Naglfar - Pariah

Review

Wachablösung auf der Brücke des schwedischen Melodic-Black Flaggschiffs! Kapitän Jens Rydén hat das Deck verlassen, um sich an Land ganz seinem Studium des Grafikdesigns zu widmen, und hat seinen Posten seinem langjährigen ersten Maat Kristoffer Olivius überlassen, der die leitende Aufgabe auf dem Schiff der Toten nun hauptamtlich bekleidet. Live hat der dafür den Bass an Morgan Lie (AUBERON, bereits NAGLFAR von 1995-97) abgegeben und auch die Segel bei SETHERIAL gestrichen, bei denen er lange Jahre Kommandant der schwedischen Schwarzmeerflotte war.

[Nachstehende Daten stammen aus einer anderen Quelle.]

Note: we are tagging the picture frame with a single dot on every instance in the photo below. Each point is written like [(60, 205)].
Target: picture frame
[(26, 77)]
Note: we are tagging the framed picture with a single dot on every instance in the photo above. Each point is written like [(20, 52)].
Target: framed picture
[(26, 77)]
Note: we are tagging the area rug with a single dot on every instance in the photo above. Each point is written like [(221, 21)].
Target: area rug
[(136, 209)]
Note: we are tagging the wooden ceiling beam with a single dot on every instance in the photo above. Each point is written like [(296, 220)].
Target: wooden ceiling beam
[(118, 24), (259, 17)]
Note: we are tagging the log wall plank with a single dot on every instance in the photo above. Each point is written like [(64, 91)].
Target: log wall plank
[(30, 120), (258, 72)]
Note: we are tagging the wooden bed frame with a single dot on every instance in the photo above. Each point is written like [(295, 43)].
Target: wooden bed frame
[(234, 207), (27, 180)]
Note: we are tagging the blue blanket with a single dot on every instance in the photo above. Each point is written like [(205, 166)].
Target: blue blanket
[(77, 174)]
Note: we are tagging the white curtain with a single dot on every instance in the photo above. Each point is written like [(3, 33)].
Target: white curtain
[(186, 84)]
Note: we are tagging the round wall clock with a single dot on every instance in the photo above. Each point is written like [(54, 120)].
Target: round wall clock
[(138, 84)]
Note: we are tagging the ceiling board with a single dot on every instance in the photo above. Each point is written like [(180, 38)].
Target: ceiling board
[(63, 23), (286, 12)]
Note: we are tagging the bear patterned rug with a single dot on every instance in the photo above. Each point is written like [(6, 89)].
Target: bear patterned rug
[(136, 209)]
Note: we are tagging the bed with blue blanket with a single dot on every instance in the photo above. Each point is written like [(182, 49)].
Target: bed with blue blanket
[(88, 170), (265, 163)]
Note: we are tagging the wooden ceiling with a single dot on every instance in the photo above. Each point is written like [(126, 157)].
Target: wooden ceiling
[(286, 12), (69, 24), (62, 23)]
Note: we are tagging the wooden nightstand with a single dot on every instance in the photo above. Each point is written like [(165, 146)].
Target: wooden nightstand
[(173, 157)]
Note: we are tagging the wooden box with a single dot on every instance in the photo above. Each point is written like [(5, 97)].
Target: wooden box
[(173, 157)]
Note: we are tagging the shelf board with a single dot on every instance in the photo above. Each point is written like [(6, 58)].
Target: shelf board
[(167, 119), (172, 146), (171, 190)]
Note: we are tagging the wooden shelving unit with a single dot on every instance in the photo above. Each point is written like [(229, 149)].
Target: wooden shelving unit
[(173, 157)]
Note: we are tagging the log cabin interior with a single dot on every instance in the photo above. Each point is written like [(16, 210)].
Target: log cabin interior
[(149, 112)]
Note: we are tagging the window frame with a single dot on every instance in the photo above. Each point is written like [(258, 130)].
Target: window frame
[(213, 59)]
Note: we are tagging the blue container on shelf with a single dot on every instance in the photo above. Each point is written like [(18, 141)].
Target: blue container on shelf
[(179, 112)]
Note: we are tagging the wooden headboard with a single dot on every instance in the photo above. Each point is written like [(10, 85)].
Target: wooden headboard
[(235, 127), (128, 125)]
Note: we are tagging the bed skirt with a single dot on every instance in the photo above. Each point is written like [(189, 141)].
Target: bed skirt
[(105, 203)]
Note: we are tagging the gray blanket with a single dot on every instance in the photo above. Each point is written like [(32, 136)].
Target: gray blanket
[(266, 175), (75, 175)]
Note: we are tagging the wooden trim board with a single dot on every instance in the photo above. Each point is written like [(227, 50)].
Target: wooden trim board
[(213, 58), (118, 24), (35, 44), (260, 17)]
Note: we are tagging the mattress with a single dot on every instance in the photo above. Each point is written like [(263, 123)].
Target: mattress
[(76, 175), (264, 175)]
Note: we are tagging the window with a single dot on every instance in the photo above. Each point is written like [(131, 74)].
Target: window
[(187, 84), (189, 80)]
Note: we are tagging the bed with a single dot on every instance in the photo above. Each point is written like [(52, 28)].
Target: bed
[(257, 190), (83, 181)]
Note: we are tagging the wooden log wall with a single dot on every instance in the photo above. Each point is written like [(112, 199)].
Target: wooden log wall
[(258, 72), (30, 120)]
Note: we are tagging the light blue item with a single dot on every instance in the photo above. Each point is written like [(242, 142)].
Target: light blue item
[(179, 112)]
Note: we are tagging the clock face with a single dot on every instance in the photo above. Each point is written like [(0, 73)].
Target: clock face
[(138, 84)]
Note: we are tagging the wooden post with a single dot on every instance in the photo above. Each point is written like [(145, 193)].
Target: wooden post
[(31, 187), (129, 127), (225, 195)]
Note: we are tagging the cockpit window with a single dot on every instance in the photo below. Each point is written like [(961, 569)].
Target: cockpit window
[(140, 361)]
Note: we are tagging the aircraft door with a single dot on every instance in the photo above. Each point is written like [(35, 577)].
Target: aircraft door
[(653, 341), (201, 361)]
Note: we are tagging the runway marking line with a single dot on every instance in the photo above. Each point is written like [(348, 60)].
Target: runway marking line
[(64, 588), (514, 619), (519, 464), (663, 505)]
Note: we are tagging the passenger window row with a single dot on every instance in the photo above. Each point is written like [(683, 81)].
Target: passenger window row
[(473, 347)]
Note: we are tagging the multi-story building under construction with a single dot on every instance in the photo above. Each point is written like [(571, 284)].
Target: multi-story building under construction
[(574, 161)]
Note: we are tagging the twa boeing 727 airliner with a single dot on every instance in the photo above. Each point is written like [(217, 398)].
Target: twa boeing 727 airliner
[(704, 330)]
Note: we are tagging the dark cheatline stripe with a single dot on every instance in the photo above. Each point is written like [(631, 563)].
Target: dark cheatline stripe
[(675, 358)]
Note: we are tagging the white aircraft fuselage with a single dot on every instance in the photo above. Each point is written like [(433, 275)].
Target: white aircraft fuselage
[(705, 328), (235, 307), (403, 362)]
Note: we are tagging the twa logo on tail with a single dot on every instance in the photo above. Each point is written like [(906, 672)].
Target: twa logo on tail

Für NAGLFAR’sche Verhältnisse kommt man mit „Pariah“ nach nur zwei Jahren, die seit der letzten Veröffentlichung „Sheol“ vergangen sind, ungewohnt flott aus der Hüfte. Die bisherige Vita der Schwarzheimer ist seit eh und je durch Verzögerungen gekennzeichnet, die Releases wie „Diabolical“, dem ewig verspäteten „Ex Inferis“ oder auch besagtem „Sheol“ schon fast den Charakter von Comeback-Alben verleihen, zumal es in den Jahren dazwischen auch immer sehr still um die Band war. Die Behauptung, dass man damit einiges Potenzial verspielt hat, lässt sich wahrscheinlich nur für die Popularität der Band aufrecht erhalten. Auf die Qualität der Outputs konnte man sie bislang jedoch keinesfalls anwenden. Ein Nebeneffekt dieser großen Lücken im Veröffentlichungsrhythmus war jedoch mit Sicherheit die ausgeprägte Meinungsbildung in der Fangemeinde, die so genug Zeit hatte, über die Perlen zu diskutieren, die NAGLFAR ablieferten, wenn sie sie denn einmal ablieferten. Der Tatsache, dass „Vittra“ lange Zeit ausverkauft war und erst Jahre nach der Veröffentlichung des Zweitwerks „Diabolical“ durch einen Re-Release auf Regain Records zu neuen Ehren gelangte, dürfte es zuzuschreiben sein, dass sich die NAGLFAR Fangemeinde in zwei Lager einteilen lässt: zum einen in die Connaisseure der ersten Stunde, die dem damals bahnbrechenden Debüt seit eh und je die Treue halten, und in die verhinderten, jedoch nicht minder begeisterten Anhänger, die aufgrund der Knappheit an „Vittra“-Kopien erst zur „Diabolical“-Ära auf die Band aufmerksam wurden. Qualitativ unterscheiden sich beide Alben praktisch nicht, wohl aber stilistisch. Denn während „Vittra“ mit melodisch-atmosphärischem Black Metal begeisterte, war es bei „Diabolical“ die düster-aggressive Raserei, die für offene Münder sorgte. Klassiker finden sich unbestreitbar auf beiden Veröffentlichungen, auch wenn viele Fans des Debüts die Abkehr von den „Vittra“-typischen Trademarks beklagten.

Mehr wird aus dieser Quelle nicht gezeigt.